Diego and Victoria have left. They struggle to come to grips with the collective disaster that threatens to drive them apart as their love draws them together. It would be so simple to forget all, to limit the universe to them-selves. But Diego feels a wider bond: “I’m too proud to love you if I can no longer respect myself” (CTOP, 195). He is infected and the thought that he will
die and she will survive torments him. He loves life; nothing beyond has any meaning for either of them. Yet there are conditions under which he cannot continue to live. The conflict between private happiness and collective responsibility threatens to tear Diego and Victoria apart. “What do I care for your love,” he cries, “if it doesn’t rot along with me?” (CTOP, 196). Victoria speaks of the demands and fulfillments of love. Diego sways between opposed commitments, then says, “Let me go my own way. I cannot stand aloof with all this suffering around me” (CTOP, 197). The transition from a sense of pity to the realization of solidarity emerges in agony.

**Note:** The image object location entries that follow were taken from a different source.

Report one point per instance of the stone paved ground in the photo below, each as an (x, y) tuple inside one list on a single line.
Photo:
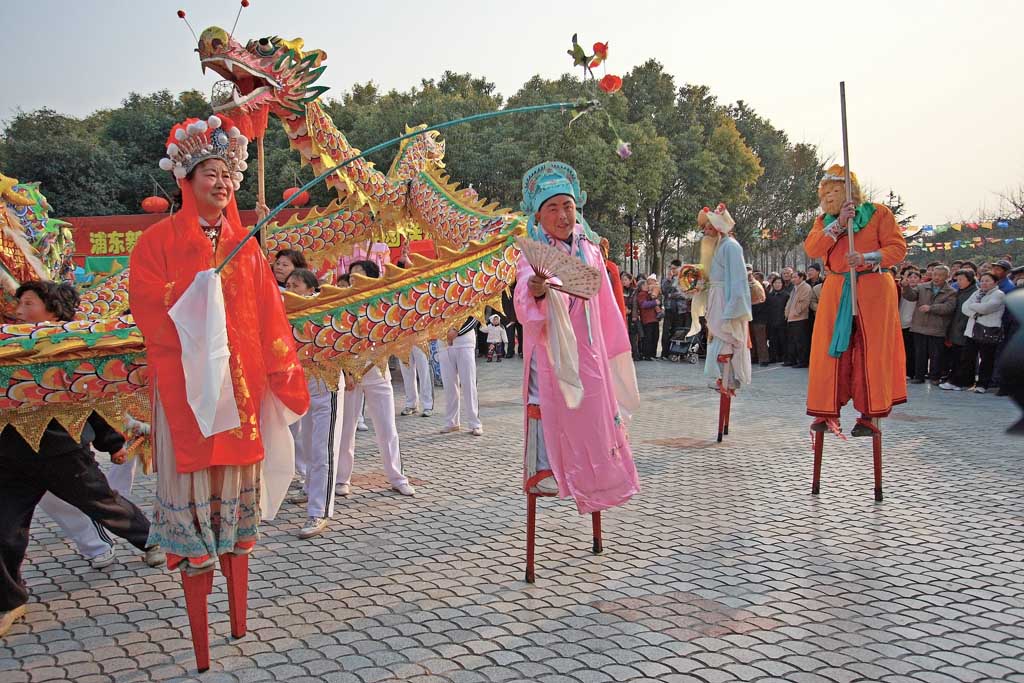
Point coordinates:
[(724, 568)]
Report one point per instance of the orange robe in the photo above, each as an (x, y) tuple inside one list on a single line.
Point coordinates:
[(872, 371), (164, 262), (616, 285)]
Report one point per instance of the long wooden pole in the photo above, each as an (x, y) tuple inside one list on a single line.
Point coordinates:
[(849, 195), (261, 186)]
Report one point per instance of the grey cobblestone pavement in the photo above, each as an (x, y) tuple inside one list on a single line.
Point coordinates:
[(724, 568)]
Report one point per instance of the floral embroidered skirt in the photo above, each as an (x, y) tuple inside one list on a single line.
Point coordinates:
[(198, 516)]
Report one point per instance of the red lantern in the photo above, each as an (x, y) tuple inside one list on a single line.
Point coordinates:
[(156, 205), (300, 201)]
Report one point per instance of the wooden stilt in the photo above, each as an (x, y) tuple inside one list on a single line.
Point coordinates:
[(728, 411), (877, 456), (236, 570), (530, 535), (819, 442), (722, 420), (197, 588)]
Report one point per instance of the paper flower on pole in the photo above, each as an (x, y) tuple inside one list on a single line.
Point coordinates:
[(610, 84)]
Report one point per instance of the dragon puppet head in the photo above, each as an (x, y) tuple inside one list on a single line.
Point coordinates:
[(266, 75)]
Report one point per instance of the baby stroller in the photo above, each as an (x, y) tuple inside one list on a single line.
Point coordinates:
[(686, 347)]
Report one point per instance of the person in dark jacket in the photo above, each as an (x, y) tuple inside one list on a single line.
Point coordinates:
[(512, 325), (649, 303), (61, 465), (759, 319), (931, 319), (775, 313), (963, 361)]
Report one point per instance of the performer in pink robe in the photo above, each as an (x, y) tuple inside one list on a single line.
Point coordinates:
[(585, 445)]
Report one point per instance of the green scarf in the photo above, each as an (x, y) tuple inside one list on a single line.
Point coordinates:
[(861, 215), (843, 329)]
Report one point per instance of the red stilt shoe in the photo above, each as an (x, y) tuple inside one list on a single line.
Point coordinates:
[(197, 588), (236, 570)]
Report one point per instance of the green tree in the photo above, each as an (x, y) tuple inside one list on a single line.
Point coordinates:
[(895, 204), (782, 203), (80, 173)]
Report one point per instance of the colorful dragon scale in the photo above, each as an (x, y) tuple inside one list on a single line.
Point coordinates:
[(98, 363), (32, 244)]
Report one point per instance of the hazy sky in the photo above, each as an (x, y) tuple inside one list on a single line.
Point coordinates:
[(934, 88)]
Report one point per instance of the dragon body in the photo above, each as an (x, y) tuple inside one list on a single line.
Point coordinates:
[(97, 361)]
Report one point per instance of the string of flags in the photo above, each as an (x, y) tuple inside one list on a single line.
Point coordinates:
[(928, 229), (967, 244)]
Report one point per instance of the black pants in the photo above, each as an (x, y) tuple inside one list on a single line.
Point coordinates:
[(967, 365), (776, 342), (671, 323), (986, 363), (649, 340), (74, 477), (636, 339), (928, 356), (908, 350), (798, 336)]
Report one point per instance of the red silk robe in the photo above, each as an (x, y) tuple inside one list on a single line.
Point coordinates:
[(164, 262)]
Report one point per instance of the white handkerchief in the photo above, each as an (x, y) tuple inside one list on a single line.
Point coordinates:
[(202, 325)]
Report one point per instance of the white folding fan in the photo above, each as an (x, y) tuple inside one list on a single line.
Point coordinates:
[(577, 278)]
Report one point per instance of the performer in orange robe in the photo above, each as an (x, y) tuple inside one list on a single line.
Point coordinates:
[(164, 263), (859, 357)]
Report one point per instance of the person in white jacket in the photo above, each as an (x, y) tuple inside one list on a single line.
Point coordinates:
[(912, 278), (376, 387), (316, 434), (418, 384), (498, 339), (984, 327)]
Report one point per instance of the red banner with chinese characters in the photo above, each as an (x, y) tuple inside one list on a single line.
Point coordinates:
[(116, 236)]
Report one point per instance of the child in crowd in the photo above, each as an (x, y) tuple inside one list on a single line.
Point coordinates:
[(285, 262)]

But Victoria’s rejoinder challenges revolt’s legitimacy from another angle:
When it’s the utmost I can do to bear the weight of my love, how can you ask me to take on my shoulders the burden of the sorrows of the world as well? No, that’s . . . one of those futile, preposterous crusades you men engage in as a pretext for evading the one struggle that is truly arduous, the one victory of which you could be rightly proud (CTOP, 198).

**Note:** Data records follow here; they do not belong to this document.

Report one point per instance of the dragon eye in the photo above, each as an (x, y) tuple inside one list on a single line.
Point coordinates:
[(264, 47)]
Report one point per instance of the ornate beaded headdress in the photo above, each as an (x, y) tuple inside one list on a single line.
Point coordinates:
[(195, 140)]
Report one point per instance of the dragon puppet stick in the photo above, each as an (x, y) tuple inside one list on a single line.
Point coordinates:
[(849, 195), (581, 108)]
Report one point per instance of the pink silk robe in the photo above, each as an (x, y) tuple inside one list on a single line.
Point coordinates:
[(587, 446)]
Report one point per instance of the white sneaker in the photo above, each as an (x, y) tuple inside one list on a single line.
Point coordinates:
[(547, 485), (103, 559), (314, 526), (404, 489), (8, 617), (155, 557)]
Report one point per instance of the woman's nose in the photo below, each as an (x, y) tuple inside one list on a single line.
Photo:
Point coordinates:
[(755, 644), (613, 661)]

Once again, Rambert’s question: Can one love and be happy alone?
Honor Triumphs
The problems involved with the emergence of rebellion have thus been set forth, and the limits that make it worth the effort have been suggested by Victoria. Diego states the other side:
“To die is nothing. But to die degraded …” (CTOP, 202). The ground of his solidarity, upon which his revolt is based, as well as the limits it imposes on action are becoming clearer: “The men of my blood belong to the earth and to the earth alone” (CTOP, 202). Camus’s faith in revolt finally achieves full articulation in Diego’s encounter with The Secretary.

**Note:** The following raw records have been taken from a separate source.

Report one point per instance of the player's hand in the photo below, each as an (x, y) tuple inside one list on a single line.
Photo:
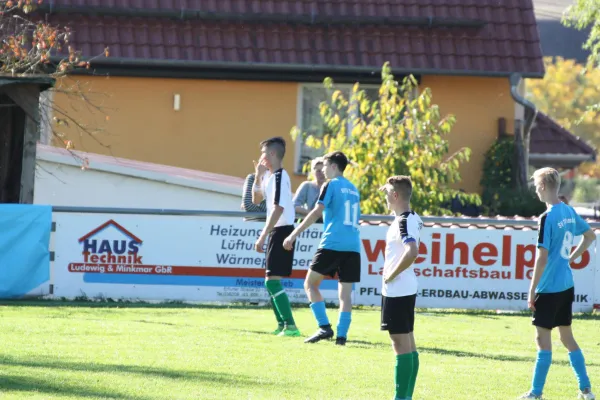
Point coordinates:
[(260, 167), (260, 243), (531, 301), (288, 243)]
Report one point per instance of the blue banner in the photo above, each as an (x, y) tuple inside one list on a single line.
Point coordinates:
[(24, 248)]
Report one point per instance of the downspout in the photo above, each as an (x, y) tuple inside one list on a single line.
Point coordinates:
[(522, 133)]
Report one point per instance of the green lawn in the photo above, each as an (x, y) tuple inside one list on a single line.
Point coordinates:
[(55, 350)]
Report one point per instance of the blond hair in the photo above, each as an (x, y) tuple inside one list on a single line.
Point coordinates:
[(316, 161), (402, 185), (548, 176)]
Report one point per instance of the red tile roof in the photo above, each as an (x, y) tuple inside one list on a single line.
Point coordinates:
[(548, 137), (470, 37)]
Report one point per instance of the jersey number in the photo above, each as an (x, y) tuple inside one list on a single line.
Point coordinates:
[(565, 250), (351, 216)]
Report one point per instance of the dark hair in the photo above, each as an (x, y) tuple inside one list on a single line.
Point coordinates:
[(402, 185), (338, 158), (277, 144)]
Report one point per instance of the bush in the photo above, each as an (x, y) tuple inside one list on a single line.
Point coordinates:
[(500, 195)]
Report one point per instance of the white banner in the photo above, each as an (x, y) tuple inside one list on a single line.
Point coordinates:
[(209, 259), (471, 268), (170, 258)]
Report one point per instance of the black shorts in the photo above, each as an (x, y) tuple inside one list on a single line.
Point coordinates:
[(346, 264), (554, 309), (398, 314), (279, 261)]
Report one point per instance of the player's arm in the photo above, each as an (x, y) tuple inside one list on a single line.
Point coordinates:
[(541, 257), (408, 235), (300, 199), (582, 228), (260, 170), (277, 208), (310, 219), (411, 252), (272, 220), (257, 195)]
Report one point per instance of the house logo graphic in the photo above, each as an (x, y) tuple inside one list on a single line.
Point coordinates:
[(109, 253), (123, 251)]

You have imposed on men the pangs of hunger and bereavement to keep their minds off any stirrings of revolt. You wear them down, you waste their time and strength so that they’ve neither the leisure nor the energy to vent their anger. So they just mark time. . . . Each of us is alone because of the cowardice of the others. . . . [But] there is in man … an innate power that you will never vanquish, a gay madness born of mingled fear and courage, unreasoning yet victorious through all time. One day this power will surge up and you will learn that all your glory is but dust before the wind (CTOP, 206).